Following the Spirit requires loss. Loss of control. It also means giving up things that used to matter. It is also liberating.
There are many things and attitudes that I've given up over the last year. I sobbed when my Matchbox car collection sold quickly on eBay. Not a day passes that I don't reach out for my beloved friend Jade who had to be put-down. I yearn to sing silly songs to her, give her too many dog treats, and feel her head resting on my leg.
Selling my car, in my mind, was giving up not only mobility but a sign of my personality. Like a cheating husband who looks at other women, I still fantasize when I see Scion xB's around town. Yet letting go of these and more were necessary to follow the direction the Divine has laid before me. We would have been in bankruptcy court before Christmas of last year had I not sold my car and emptied my pension to pay bills.
It might seem that I would be in a deep depression but I am not.
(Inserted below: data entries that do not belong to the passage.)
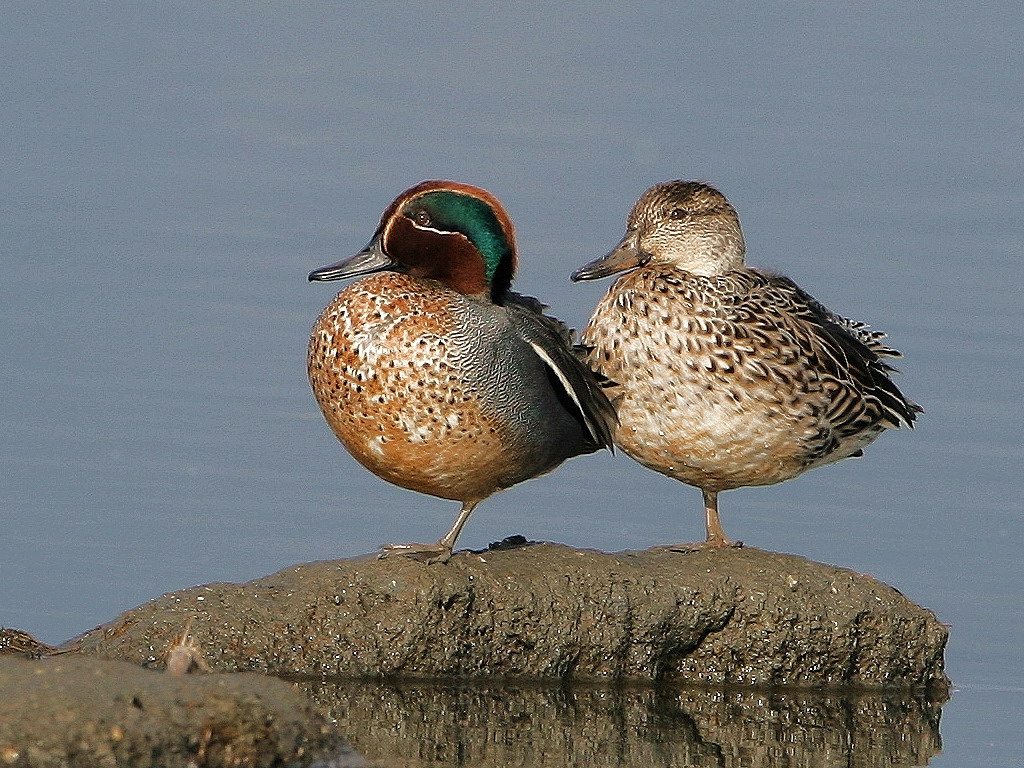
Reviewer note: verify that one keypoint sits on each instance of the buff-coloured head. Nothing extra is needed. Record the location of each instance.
(686, 225)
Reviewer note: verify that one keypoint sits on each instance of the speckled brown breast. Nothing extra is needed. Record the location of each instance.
(389, 367)
(715, 388)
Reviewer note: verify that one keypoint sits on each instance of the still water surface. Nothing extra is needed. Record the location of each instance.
(173, 172)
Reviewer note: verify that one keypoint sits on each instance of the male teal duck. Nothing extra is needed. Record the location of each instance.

I did have several weeks of lethargy and blues in the midst of confusion when my literal interpretation of the precipitating "Holy Spirit moment" was shattered. I doubted my impressions, my intuition, my sense that the Spirit was leading this way because it didn't fit my image of what was to happen. (See Leading the Malleable Life Amid Hurricane Force Winds). Though, I worried during that time that I had abandoned the path I put one foot in front of the other.
Following the Spirit is trusting that which you sense. Our culture's idolization of rationality dismisses remaining faithful to that which we cannot quite see. In some ways it is anti-spiritual and severs an integral part of what it is to be part of humanity and creation.
Hyper-rational thinking discounts intuition and trusting the Divine. In The Shack, Wm. Paul Young describes the Holy Spirit through the primary characters eyes:
"But he knew all this as more an impression of her than from actually seeing her, as she seemed to phase in and out of his vision." (Wm. Paul Young, The Shack, p. 85)
Even during times of discouragement, doubt, and fear, I follow. I whine a lot, yell at God some, but trust that the One who has set me upon this trail will not leave me lost in the wilderness alone. At times my vision is clear; I know I'm following the Spirit. Much of the time, however, I simply risk believing my impressions as the Holy Spirit seems to phase in and out of my vision.
The result is a generalized sense of contentment. I feel liberated from the impossible task of being in control of tomorrow. Following the Spirit is about being in the present. It is about living, caring, loving, and accepting the One who is within, between, and around us. When the Spirit dances just outside my vision, I try to trust my intuition and sixth sense.
When I fail to trust as fully as I wish I would, I accept that feeling, too. I pause. I refocus. I pray. I make only those decisions that must be made that day. I remember the One who forgives and loves me extravagantly.